En se focalisant sur le produit, et non sur les pratiques, pour certifier bio, le nouveau règlement menace la spécificité de l’agriculture biologique. Il semble vouloir simplifier les mises en marché. Or, la confiance du consommateur repose justement sur cette procédure de contrôles réguliers. Et à juste titre, car elle n’a pas d’équivalent dans l’agriculture conventionnelle ni dans l’agro-alimentaire. (...)

En mai dernier, Reporterre attirait l’attention sur les menaces que le nouveau règlement européen pourrait faire peser sur la fiabilité de l’agriculture biologique.

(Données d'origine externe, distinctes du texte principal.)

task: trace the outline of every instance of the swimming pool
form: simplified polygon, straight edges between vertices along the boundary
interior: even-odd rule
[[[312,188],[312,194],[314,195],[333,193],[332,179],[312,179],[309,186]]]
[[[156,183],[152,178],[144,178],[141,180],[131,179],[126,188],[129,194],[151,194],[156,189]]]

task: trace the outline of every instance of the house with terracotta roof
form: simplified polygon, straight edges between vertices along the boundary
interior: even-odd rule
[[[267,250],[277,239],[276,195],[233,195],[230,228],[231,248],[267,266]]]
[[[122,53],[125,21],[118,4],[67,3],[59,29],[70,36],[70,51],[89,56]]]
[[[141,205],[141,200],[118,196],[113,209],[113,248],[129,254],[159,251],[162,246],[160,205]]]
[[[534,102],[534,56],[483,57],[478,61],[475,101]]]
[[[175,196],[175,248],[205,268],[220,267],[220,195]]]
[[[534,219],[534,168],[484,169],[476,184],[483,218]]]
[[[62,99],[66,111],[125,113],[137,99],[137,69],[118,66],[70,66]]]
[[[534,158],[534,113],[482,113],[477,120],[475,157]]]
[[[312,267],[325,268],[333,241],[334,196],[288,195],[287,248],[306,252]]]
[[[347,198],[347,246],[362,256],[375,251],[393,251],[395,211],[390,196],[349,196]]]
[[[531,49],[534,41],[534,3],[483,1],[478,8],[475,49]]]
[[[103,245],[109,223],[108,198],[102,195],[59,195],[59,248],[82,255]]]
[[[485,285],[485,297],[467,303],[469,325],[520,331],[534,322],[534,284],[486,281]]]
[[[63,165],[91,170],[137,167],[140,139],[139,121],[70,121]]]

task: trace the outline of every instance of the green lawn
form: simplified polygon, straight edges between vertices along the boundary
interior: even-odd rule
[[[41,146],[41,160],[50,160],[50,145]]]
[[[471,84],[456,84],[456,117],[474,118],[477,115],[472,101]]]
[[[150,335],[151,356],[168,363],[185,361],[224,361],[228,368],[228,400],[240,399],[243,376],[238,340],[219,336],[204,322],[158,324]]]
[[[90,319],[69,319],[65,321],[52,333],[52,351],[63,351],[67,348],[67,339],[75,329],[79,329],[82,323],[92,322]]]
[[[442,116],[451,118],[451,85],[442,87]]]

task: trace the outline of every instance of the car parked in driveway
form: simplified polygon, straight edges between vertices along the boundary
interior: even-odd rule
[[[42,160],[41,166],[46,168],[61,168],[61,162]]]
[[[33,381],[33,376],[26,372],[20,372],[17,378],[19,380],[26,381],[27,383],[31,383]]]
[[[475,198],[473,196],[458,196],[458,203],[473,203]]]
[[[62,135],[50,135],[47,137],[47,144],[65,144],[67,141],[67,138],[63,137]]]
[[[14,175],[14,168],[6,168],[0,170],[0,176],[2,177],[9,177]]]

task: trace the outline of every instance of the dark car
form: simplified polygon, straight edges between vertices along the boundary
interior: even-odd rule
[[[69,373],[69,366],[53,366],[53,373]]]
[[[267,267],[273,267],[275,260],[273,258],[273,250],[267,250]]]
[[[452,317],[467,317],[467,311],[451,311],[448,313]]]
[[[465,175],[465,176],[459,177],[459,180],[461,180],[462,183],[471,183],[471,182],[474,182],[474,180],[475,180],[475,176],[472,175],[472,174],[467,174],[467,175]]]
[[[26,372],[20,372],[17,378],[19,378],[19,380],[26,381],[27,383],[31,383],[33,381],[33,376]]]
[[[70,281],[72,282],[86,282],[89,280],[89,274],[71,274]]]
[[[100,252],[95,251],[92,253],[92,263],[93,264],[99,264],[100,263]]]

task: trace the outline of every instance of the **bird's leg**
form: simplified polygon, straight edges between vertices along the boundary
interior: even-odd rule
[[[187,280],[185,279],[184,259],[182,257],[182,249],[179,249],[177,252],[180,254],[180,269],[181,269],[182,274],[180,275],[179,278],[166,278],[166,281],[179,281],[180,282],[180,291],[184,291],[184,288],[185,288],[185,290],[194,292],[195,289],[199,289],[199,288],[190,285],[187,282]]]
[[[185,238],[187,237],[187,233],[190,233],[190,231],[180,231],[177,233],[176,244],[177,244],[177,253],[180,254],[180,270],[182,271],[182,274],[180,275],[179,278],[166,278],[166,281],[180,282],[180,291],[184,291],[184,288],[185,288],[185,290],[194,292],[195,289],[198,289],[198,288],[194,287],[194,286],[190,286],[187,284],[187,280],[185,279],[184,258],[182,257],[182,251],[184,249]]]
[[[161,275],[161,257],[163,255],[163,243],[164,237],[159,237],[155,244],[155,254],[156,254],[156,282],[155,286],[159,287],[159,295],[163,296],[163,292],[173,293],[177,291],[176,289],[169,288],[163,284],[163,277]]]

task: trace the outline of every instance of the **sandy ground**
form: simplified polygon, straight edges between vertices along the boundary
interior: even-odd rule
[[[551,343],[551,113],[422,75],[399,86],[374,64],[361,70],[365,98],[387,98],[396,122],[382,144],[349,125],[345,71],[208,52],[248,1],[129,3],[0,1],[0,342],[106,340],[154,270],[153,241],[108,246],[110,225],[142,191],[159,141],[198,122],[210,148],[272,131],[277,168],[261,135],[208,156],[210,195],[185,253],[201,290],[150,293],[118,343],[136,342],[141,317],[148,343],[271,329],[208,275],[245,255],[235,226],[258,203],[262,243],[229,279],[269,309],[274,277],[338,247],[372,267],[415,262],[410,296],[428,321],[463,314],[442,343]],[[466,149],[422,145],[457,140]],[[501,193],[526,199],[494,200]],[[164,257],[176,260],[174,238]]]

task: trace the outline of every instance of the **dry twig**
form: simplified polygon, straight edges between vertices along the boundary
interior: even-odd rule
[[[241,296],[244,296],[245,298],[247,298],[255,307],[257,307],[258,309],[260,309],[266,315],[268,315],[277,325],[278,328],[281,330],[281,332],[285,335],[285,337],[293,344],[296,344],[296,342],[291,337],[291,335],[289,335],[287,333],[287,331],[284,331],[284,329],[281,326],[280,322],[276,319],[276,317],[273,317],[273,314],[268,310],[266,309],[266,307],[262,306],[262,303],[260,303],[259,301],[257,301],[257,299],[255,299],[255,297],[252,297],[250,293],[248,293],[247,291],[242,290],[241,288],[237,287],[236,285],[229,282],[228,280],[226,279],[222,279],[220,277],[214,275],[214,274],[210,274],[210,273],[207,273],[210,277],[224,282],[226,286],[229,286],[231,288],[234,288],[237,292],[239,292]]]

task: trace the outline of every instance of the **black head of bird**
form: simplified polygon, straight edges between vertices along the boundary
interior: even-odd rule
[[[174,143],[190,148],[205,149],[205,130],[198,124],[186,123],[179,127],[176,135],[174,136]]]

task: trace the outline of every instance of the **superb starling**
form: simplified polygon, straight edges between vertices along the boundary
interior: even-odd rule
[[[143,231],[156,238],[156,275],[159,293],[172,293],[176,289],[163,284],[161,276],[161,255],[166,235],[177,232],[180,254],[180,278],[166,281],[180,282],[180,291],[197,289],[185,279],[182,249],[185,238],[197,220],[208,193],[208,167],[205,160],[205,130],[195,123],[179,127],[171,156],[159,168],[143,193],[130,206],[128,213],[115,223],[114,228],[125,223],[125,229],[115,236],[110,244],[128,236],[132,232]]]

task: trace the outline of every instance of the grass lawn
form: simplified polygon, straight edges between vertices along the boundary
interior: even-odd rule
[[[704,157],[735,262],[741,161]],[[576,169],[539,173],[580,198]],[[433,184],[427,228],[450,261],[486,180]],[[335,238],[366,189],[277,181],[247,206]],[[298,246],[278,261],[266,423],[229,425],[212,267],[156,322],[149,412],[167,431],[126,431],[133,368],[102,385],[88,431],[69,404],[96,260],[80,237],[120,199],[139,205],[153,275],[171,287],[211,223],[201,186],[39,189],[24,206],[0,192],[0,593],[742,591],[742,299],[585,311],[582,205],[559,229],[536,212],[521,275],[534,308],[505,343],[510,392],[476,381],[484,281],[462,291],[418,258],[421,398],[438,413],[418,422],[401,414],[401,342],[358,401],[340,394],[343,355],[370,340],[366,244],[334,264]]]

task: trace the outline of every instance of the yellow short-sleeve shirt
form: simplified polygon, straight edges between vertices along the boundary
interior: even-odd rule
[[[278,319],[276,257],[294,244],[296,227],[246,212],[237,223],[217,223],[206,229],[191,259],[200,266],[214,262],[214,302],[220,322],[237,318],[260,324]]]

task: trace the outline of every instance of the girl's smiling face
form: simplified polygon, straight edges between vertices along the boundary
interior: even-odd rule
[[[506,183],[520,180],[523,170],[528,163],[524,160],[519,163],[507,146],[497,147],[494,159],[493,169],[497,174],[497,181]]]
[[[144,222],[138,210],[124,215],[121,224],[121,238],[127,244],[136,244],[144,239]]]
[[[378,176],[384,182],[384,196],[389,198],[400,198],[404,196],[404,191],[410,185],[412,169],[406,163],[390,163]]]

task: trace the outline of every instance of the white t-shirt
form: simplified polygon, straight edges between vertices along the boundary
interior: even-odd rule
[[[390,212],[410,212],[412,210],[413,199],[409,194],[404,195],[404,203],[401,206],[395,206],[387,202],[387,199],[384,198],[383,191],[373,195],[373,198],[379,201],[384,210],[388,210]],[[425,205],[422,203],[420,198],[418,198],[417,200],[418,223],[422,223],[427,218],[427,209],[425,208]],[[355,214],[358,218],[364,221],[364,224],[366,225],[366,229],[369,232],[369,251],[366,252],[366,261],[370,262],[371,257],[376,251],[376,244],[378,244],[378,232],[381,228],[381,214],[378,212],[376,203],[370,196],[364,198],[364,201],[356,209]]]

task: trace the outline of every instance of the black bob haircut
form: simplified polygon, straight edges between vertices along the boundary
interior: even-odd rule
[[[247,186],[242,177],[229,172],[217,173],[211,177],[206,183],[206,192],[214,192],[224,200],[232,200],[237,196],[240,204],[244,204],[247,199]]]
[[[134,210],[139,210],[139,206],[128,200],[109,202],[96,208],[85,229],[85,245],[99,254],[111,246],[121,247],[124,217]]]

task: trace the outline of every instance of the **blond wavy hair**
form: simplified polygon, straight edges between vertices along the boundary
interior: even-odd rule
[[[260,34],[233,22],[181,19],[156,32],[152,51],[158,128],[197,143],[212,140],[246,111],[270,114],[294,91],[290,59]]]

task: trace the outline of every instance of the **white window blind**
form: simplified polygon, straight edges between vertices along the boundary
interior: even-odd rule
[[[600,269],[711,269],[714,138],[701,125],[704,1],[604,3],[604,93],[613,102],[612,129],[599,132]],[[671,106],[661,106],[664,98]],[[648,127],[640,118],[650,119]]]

Aujourd’hui, les acteurs de la bio, tous courants et métiers confondus, réitèrent leurs vives inquiétudes et s’accordent pour un maintien des points fondateurs de l’AB. (...)

Ils s’opposent aussi à l’autorisation de la culture en bac que veulent obtenir certains pays de l’Europe du Nord, et demandent au ministre de « défendre le lien au sol, principe fondateur de l’AB, qui assure une cohérence agronomique et environnementale ».

De même, ils refusent les seuils de pesticides, qui sont aussi en débat lors des trilogues, parce qu’ils entraîneront des déclassements de production que le droit ne prévoit pas d’indemniser.

Toutes ces négociations se déroulent à huis clos, sans transparence, sans visibilité sur la globalité du projet, déplorent certains experts. (...)

La balle est dans le camp des ministres. Ou, plutôt, des consommateurs, sans doute à ce stade les seuls capables d’exercer une pression et de faire revenir l’institution européenne sur des positions quasi actées. Elles conditionnent le devenir d’une bio exigeante et porteuse de sens.